I’d like to go over some common safety harness accessories. Specifically belts, padding, and lanyard keepers. Learn how these accessories work, and if they can help you.
Belts (Sewn In/ Removable) - Belts are usually found on what the industry calls “construction” harness. (These are not the only harnesses that can be used in the construction industry.)
Belts are available in a wide variety of options. Some belts are removable from the harness, while others may be sewn into the harness. Belts are most commonly found with a tongue buckle strap, but some models do use the quick connect buckle as well.
Another common attribute found on a harness belt is padding. This padding can offer support for your back and provide extra comfort for workers that find themselves in a safety harness for days at a time. And finally, some harness belts can double as a tool belt to keep your gear handy, even while wearing a harness.
Belts are some of the most common accessories available for harnesses, and they can meet a wide variety of applications. Think it over, and determine if a belt is an add-on that is going to help on the job, or will it get in the way?
Padding - Add extra padding to a harness, and you will add dollars to the cost of your harness. This is just a simple fact, I wish it were different, but it’s not. Although, this isn’t necessarily a bad thing.

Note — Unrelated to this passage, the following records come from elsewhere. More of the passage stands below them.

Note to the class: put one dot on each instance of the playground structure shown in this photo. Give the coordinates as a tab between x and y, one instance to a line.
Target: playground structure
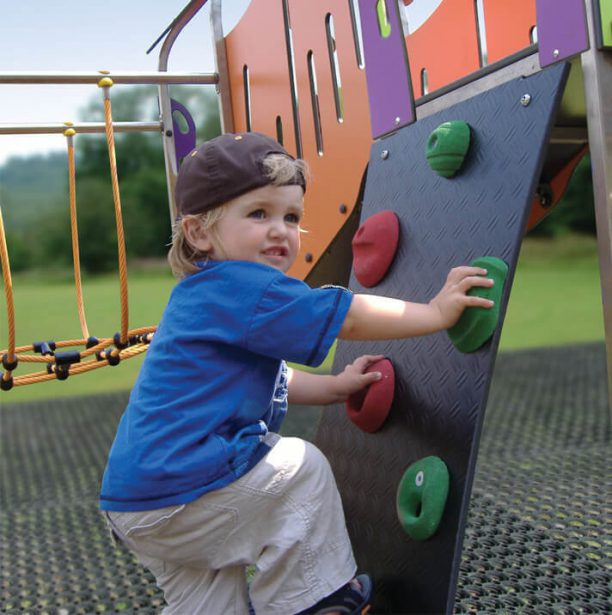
343	85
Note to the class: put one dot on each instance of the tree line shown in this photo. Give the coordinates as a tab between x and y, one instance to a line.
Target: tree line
38	224
38	229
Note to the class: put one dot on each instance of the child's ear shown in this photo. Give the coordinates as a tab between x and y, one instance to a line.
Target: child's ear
195	234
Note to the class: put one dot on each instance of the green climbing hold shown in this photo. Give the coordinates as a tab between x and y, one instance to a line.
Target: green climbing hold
477	325
421	497
447	147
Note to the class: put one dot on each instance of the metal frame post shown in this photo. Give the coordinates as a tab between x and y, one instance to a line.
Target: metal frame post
597	73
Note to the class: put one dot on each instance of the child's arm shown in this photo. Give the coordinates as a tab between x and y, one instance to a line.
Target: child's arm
319	390
373	317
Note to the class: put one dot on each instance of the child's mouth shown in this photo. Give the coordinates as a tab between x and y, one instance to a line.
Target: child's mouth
277	251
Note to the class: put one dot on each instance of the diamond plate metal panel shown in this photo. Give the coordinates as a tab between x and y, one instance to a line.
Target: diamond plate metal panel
441	393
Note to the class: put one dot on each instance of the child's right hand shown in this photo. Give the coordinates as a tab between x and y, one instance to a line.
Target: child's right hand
453	298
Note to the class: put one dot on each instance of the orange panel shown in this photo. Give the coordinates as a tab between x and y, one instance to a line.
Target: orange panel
337	172
446	45
558	186
258	42
508	26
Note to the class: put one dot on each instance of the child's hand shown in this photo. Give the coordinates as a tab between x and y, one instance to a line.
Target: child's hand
353	378
453	298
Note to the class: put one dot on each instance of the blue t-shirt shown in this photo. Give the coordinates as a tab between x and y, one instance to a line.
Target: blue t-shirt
213	383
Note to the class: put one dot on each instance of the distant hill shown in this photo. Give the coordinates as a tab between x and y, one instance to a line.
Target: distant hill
32	186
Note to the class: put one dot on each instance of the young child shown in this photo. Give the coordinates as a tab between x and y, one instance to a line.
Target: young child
198	483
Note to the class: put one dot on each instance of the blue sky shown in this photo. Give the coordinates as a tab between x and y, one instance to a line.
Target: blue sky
92	35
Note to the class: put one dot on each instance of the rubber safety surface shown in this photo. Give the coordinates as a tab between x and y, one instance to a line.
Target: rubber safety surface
538	533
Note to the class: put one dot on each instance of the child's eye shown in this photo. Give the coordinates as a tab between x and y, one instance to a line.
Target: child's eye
258	214
293	218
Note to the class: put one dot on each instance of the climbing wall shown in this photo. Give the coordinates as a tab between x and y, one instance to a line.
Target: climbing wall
440	392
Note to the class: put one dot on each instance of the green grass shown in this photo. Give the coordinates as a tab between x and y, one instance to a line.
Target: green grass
556	295
46	310
555	300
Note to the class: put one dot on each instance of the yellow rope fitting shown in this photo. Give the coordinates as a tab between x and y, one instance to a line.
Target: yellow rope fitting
105	82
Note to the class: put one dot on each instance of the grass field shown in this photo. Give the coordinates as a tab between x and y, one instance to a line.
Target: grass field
555	300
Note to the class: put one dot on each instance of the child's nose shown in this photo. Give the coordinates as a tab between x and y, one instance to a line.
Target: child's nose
277	227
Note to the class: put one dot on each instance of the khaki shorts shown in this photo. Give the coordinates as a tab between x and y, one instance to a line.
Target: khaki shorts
284	516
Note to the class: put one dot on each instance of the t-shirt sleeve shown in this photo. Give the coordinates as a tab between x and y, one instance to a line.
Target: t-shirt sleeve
297	323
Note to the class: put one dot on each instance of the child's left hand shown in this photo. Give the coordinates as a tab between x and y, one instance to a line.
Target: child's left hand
353	378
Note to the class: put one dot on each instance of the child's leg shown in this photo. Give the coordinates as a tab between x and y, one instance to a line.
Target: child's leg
176	544
285	516
303	552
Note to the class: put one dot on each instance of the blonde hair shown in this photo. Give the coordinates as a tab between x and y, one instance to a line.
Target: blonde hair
279	169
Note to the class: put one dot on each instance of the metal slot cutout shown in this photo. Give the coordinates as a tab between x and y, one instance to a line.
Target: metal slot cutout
314	97
247	96
424	82
357	36
334	66
384	26
481	31
292	79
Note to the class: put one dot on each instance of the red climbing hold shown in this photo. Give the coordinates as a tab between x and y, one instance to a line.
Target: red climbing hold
374	247
369	408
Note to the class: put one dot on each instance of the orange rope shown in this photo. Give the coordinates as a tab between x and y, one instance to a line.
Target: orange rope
106	83
69	134
82	366
129	344
8	291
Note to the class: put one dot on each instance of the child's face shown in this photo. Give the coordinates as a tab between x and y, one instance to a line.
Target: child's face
261	226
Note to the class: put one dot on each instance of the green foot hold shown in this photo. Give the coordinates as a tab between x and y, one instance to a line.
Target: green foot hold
477	325
421	497
447	147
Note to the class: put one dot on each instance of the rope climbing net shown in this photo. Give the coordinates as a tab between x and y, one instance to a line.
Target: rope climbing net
75	356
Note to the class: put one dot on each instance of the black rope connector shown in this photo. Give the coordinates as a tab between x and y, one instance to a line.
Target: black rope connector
9	366
113	359
6	385
62	372
92	341
119	345
67	358
44	348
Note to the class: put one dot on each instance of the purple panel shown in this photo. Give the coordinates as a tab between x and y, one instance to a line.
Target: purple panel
184	142
562	30
387	72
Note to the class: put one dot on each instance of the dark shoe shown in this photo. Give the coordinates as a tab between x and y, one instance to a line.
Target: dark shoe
349	599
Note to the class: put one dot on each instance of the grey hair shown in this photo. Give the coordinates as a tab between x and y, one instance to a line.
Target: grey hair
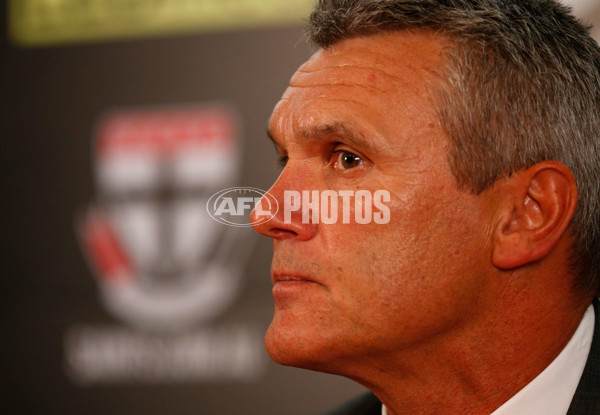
521	84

The lack of padding on entry-level and basic harnesses allows individuals to save money on safety gear they may only use once every couple of weeks. The lower cost makes it easier for people to invest in their safety. Remember, regardless of padding and cost, every harness must meet the same safety standards.

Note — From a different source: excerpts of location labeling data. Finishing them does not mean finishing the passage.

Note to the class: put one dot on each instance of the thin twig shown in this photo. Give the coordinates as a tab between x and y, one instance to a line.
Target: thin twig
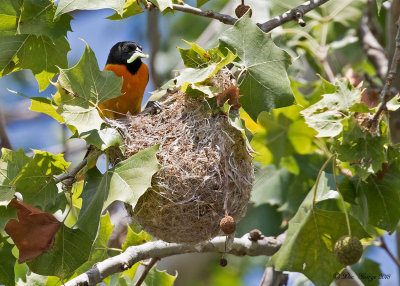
133	254
385	94
4	141
146	270
226	19
372	48
153	36
385	247
290	15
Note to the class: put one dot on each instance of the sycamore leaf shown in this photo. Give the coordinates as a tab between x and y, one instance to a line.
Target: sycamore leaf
159	278
126	182
326	115
9	13
133	238
99	251
312	228
65	6
364	152
378	197
131	8
46	106
81	89
11	163
271	186
37	18
35	181
71	249
163	4
39	54
33	232
7	262
230	94
6	213
195	75
266	84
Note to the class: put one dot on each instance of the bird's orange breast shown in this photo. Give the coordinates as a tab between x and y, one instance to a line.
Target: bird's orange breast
132	92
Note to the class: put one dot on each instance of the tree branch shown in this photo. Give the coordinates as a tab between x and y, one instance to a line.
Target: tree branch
133	254
294	14
75	171
4	141
374	51
226	19
385	94
291	15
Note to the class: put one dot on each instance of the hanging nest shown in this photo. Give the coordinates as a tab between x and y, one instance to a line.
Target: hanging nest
206	169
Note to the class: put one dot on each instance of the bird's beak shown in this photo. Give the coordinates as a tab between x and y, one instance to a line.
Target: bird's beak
136	54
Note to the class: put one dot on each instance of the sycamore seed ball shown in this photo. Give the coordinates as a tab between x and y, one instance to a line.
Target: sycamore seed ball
348	250
227	225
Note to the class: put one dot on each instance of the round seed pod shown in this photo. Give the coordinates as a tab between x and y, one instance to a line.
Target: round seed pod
206	168
242	9
348	250
228	225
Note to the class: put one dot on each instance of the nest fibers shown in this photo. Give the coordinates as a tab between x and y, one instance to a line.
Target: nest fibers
206	170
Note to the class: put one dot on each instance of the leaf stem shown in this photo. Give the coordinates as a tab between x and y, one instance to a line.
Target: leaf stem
334	167
319	177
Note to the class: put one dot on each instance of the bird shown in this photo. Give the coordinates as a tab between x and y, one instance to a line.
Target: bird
125	61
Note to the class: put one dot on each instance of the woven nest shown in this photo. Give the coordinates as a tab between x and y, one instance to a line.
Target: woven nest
206	170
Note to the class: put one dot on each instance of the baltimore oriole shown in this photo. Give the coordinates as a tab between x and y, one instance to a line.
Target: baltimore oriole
125	61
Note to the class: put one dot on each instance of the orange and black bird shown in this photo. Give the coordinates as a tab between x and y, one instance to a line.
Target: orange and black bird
125	61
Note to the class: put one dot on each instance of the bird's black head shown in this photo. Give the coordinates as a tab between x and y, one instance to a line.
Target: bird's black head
128	54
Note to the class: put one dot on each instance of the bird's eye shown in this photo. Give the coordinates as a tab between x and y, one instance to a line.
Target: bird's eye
125	48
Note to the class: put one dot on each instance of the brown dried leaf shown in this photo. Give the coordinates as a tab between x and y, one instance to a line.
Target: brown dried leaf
33	233
231	94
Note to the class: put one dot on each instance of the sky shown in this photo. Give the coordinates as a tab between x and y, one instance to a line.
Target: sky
101	34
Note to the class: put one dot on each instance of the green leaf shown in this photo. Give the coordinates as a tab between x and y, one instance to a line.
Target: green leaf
364	152
65	6
9	13
6	213
378	198
46	106
313	228
83	88
200	3
126	182
159	278
133	238
326	115
379	5
196	75
71	249
7	262
163	4
131	8
271	186
39	54
11	164
367	269
266	84
37	18
99	250
35	181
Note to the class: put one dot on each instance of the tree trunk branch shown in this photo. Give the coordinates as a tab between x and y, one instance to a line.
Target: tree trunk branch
241	246
291	15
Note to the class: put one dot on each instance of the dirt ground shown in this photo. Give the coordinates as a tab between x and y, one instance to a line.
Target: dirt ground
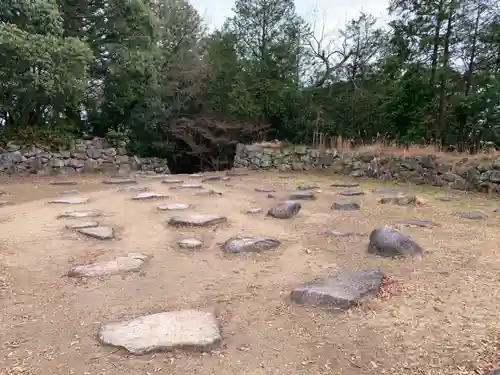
440	317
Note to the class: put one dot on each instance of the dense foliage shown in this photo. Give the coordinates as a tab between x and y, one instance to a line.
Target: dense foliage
147	72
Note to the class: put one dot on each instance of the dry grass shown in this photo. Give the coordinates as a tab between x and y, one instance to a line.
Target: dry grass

Like dollars, harness padding is also directly related to the comfort of the harness. The more padding utilized in an ergonomic design is going to be infinitely more comfortable than a basic harness.

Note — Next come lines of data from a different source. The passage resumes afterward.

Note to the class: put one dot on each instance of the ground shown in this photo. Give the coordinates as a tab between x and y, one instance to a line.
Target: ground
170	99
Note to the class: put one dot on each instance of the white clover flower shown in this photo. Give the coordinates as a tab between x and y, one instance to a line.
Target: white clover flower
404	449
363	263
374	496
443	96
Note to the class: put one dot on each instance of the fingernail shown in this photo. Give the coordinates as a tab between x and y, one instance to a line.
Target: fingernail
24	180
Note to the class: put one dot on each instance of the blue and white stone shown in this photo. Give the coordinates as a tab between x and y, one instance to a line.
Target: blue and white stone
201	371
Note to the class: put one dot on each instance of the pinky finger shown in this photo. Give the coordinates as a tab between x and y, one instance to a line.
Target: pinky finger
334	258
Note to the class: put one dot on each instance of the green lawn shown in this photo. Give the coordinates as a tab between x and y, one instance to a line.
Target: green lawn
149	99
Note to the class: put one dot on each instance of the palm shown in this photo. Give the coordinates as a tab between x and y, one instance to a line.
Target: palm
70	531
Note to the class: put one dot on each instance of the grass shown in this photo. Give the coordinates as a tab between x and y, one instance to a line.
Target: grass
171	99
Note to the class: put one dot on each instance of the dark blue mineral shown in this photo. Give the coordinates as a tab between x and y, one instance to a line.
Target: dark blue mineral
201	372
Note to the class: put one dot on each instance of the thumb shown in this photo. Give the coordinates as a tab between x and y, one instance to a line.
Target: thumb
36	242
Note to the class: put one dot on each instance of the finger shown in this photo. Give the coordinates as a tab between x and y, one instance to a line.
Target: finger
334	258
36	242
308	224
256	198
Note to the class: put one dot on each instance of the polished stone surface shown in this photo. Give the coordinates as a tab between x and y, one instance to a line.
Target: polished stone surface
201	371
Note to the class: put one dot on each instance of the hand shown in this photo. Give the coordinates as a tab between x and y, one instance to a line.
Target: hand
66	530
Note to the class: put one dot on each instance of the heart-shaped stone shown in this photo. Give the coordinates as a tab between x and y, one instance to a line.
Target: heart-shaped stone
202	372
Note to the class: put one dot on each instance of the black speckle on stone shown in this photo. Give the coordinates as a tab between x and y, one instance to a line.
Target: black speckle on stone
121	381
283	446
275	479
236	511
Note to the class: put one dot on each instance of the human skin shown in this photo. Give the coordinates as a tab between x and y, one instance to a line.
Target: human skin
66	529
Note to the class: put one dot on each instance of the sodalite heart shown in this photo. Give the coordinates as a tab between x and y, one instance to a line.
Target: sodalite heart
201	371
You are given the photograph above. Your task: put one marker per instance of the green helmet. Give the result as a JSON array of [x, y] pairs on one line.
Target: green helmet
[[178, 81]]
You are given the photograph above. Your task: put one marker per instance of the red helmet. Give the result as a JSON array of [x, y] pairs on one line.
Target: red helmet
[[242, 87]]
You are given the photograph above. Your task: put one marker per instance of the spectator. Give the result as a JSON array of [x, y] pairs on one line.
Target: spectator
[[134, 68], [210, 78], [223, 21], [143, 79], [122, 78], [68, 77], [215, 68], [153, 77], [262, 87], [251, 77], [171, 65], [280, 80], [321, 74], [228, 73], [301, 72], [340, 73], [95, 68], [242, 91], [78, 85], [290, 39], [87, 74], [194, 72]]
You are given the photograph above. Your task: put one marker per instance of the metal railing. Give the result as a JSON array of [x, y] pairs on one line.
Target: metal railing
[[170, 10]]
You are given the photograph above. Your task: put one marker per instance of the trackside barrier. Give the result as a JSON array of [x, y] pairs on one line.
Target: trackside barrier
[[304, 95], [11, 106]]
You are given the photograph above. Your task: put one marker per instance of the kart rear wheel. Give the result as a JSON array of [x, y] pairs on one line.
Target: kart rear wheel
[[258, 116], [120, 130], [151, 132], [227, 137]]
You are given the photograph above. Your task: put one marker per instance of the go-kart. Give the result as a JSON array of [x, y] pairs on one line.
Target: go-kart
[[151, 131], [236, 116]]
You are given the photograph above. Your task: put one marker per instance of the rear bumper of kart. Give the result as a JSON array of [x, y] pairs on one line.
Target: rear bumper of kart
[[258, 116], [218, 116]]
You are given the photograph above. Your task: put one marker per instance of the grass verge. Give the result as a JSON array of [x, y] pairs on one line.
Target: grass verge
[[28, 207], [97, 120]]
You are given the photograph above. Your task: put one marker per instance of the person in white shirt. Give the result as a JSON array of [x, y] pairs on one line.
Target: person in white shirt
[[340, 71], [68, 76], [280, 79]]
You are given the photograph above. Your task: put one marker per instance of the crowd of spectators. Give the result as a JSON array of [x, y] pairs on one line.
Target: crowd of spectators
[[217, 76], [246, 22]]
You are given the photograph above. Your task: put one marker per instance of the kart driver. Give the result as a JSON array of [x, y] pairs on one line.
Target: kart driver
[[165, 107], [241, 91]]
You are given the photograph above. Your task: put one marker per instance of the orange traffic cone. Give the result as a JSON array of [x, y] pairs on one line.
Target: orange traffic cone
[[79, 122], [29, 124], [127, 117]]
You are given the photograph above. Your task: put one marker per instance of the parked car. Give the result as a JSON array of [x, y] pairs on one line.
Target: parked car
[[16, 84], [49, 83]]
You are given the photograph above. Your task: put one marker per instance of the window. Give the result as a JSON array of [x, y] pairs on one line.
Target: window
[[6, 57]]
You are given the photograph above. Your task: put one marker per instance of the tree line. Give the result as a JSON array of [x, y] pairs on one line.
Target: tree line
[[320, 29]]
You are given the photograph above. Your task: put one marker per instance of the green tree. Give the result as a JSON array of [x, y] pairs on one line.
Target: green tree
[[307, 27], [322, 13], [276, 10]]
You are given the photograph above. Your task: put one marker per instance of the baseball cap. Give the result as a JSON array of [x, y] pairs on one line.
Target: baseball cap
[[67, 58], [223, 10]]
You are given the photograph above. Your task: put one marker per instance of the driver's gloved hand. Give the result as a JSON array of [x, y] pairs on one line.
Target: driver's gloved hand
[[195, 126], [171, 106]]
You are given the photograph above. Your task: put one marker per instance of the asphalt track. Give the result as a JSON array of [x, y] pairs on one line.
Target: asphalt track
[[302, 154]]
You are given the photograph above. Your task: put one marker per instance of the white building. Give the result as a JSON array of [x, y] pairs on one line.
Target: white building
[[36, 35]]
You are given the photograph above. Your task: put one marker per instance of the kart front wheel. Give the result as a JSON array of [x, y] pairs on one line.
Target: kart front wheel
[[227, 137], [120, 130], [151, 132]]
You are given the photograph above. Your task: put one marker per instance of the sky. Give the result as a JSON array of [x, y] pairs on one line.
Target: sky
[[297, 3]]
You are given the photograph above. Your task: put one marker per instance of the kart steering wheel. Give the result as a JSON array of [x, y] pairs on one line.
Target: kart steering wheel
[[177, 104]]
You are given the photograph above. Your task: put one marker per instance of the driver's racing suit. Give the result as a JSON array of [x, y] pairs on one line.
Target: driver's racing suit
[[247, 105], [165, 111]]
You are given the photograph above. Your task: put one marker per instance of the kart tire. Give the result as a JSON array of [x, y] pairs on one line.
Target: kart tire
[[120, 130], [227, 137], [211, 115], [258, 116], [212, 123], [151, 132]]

Take some time and think about how often you will be wearing and using your harness. Will you be spending eight hours a day in a safety harness? It might be a good idea to invest in the extra padding. Your body will thank you. If you’re an employer buying for your crew, a little bit of extra padding in the harness could make you boss of the year!
Lanyard Hooks/Keepers - Lanyard Hooks, which are also called lanyard keepers, have become more popular in recent years. These are smaller rings and clasps located on the shoulder straps of the harness near the chest strap. Please note: We’re not referring to shoulder d-rings, which would be found high on the shoulders, or chest d-rings, which would be located in the center of the chest strap. (Lanyard Keepers can be made of metal, plastic, or webbing)
You may have seen these little hooks/straps, and wondered what they’re for? Well, I will explain... The lanyard keeper is designed to be an intermediate buckle. You keep one end of your lanyard attached to the dorsal D-ring and the other end attaches to the lanyard keeper. This keeps your lanyard off the ground when it’s not in use. Pretty handy huh? These little attachment points also work well with dual leg lanyards by keeping the second leg out of the way when you’re not using it.
Is this something that you would be beneficial to you or your crew? Look for a harness that features lanyard keepers.